Dio, e non parlo solo del Dio della Fede, ma anche di quello dei filosofi, ha caratteristiche inarrivabili e addirittura inimmaginabili dall’intelletto umano.
Se ben sappiamo chi è il Dio della Fede, che per noi cristiani è il Signore, Padre e creatore dell’universo, forse è bene spendere qualche parola sul dio della filosofia.
Il pensiero umano se cerca l’origine di tutto, è sempre arrivato a un’unica conclusione: l’universo non si è creato da solo e per caso. Se si escludono queste possibilità rimane solo una soluzione: la creazione è avvenuta attraverso un disegno intelligente.
Non solo San Tommaso con le cinque vie, ma numerosissimi filosofi hanno concluso che esiste un motore immobile o un “uno” parmenideo, o quant’altro, insomma un “qualcuno” (o qualcosa secondo gli scienziati deisti più rigidi), che abbia avviato l’evoluzione del creato. Questo sarebbe il dio della filosofia sul quale da secoli ragiona la scienza del pensiero.
Le caratteristiche del dio della filosofia possono benissimo essere sovrapposte a quelle del Dio della Fede. Uno, eterno, immutabile, onnipotente, onnisciente.

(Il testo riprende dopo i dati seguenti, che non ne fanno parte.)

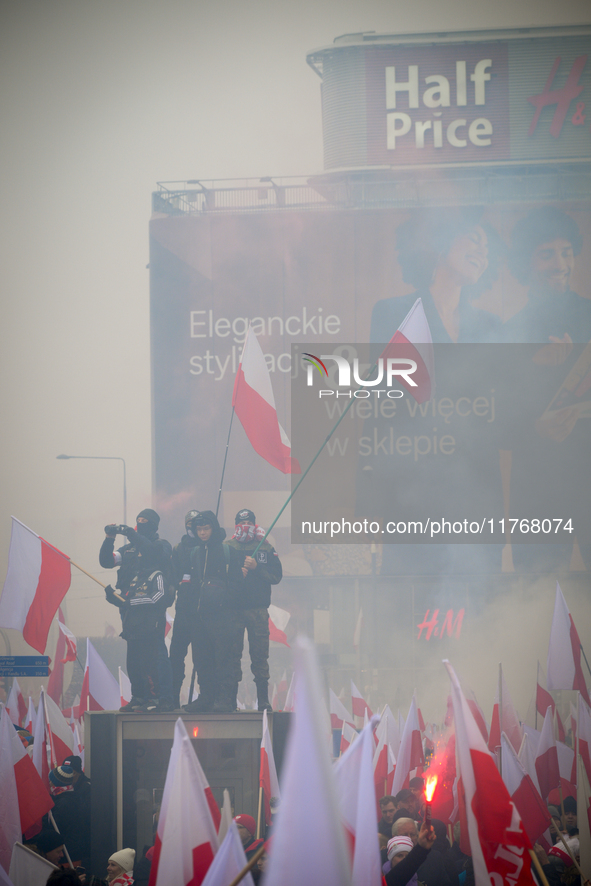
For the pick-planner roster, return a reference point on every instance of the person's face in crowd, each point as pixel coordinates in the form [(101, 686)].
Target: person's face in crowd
[(55, 856), (570, 819), (114, 870), (398, 857), (409, 829), (245, 834), (551, 266), (388, 812), (468, 256)]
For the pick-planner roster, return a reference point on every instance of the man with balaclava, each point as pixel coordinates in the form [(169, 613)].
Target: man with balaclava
[(142, 597), (216, 577), (261, 570), (187, 602)]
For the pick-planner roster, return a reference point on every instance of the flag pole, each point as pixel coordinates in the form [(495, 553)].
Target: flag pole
[(95, 579), (248, 867), (217, 507), (303, 477)]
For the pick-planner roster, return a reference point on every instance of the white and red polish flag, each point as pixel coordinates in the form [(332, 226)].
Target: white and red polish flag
[(229, 861), (358, 704), (124, 687), (584, 734), (37, 580), (348, 735), (413, 340), (338, 712), (547, 768), (268, 780), (254, 404), (498, 841), (15, 704), (410, 752), (31, 717), (186, 838), (40, 760), (357, 801), (70, 640), (61, 737), (532, 809), (564, 651), (278, 619), (100, 690), (384, 761), (504, 719), (10, 826), (309, 839), (34, 800)]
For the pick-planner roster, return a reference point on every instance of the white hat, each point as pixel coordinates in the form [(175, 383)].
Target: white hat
[(397, 845), (124, 858)]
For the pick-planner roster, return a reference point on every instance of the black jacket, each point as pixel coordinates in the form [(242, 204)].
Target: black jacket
[(255, 592)]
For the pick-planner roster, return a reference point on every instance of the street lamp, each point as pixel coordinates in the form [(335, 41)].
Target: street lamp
[(108, 458)]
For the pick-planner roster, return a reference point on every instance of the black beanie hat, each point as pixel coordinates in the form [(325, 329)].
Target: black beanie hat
[(151, 516), (245, 516)]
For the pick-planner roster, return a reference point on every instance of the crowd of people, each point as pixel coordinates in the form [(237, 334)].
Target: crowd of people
[(222, 589)]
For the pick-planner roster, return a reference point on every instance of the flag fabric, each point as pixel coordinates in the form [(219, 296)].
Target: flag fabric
[(504, 719), (229, 861), (532, 809), (34, 800), (10, 825), (356, 793), (290, 697), (254, 404), (357, 631), (564, 651), (70, 641), (186, 838), (338, 712), (278, 619), (358, 704), (348, 735), (268, 773), (37, 580), (29, 869), (498, 842), (309, 839), (15, 704), (584, 815), (100, 690), (124, 688), (410, 752), (413, 340), (55, 684), (61, 738), (225, 816), (384, 761), (547, 767), (31, 717), (584, 734)]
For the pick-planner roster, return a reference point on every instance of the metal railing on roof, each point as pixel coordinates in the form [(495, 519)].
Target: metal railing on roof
[(375, 189)]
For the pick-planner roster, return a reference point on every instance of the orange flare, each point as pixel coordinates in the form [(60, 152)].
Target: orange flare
[(430, 786)]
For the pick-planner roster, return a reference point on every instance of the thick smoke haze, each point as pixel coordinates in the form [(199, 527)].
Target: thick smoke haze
[(100, 100)]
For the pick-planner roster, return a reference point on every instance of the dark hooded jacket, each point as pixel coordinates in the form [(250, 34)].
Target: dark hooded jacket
[(216, 574)]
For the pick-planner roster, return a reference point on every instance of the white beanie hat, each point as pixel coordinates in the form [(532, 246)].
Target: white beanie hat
[(124, 858)]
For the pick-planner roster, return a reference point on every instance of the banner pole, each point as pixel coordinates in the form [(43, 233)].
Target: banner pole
[(217, 507)]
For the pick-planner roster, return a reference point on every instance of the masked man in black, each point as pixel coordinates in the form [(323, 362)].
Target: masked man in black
[(216, 578), (142, 596)]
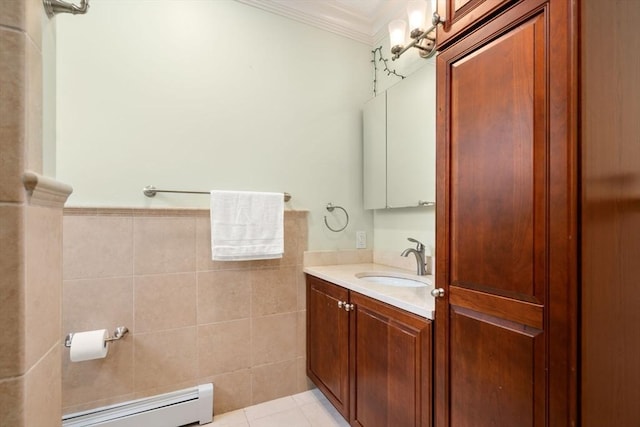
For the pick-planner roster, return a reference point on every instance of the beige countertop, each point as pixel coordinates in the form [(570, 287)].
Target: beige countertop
[(417, 300)]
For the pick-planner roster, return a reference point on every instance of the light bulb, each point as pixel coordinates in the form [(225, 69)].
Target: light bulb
[(397, 30), (416, 10)]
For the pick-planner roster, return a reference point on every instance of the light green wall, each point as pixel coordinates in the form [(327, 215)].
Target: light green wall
[(201, 95)]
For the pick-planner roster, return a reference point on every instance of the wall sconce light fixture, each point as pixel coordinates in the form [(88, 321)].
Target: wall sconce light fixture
[(422, 39)]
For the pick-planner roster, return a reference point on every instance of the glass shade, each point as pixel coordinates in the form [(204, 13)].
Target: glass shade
[(397, 30)]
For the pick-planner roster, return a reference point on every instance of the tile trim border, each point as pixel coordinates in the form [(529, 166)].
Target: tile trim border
[(44, 191)]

Entrambe queste declinazioni di dio ammettono dunque che si tratta di un’entità perfettissima e immutabile perché nulla può modificare in meglio ciò che è perfettissimo. Ma questo vuol dire anche che Dio possiede tutte le doti al massimo insuperabile della loro espressione, e con esse la capacità di amare e la generosità.
Se riflettiamo, dunque, possiamo sperare in un Dio misericordioso e giusto nel giudizio finale. Nel frattempo, su questa terra, Dio non può essere superato in alcuna delle sue caratteristiche. Vuol dire che ogni atto di nostra generosità ci verrà restituito centuplicato, sia su questa terra che nella prossima.
Abituiamoci dunque a “interpretare” Dio con le sue qualità di perfezione, senza attribuirgli paganamente degli aspetti caratteriali umani. Le Scritture lo confermano, e leggendole tenendo conto di ciò aiuta la loro comprensione. Dio è Dio!